LLM Mastery course page. This lesson is part 3 of 8 in the intermediate track. Use the lab and assessment sections as the completion standard, not optional reading.
Required mastery artifact: by the end of this lesson, update the running enterprise readiness packet for a realistic use case. Treat examples and vendor names as dated illustrations; defend decisions with current model, cost, risk, and evaluation evidence.
Module 04 — Inference & Optimization
Making models fast, cheap, and production-ready.
01 — KV Cache
The Problem: Quadratic Attention Cost
Every time a model generates a new token, it needs to compute attention over ALL previous tokens.
Without caching:
- Generate token 1: Compute attention over 1 token
- Generate token 2: Compute attention over 2 tokens (including token 1 again)
- Generate token 100: Compute attention over 100 tokens (99 recomputed!)
This is wasteful.
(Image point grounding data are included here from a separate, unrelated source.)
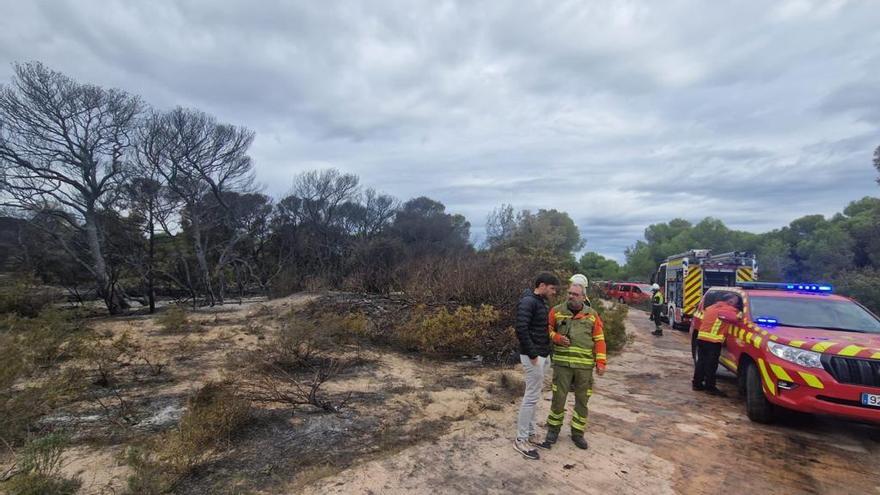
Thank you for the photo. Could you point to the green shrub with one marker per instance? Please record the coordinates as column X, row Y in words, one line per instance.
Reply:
column 463, row 331
column 174, row 320
column 39, row 463
column 213, row 415
column 32, row 348
column 614, row 319
column 37, row 484
column 22, row 296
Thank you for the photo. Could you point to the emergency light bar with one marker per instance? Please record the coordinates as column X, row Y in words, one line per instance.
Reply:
column 818, row 288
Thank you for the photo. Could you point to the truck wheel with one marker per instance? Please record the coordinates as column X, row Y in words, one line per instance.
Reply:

Token 1’s Key and Value never change. Why compute them again?
The Solution: Cache the Keys and Values
KV Cache = store (cache) the Key and Value vectors for all previously processed tokens.
Without KV cache:
Token 50 generation:
→ Compute K, V for tokens 1-49 (wasted work)
→ Compute K, V for token 50
→ Compute attention
With KV cache:
Token 50 generation:
→ Retrieve cached K, V for tokens 1-49 (instant!)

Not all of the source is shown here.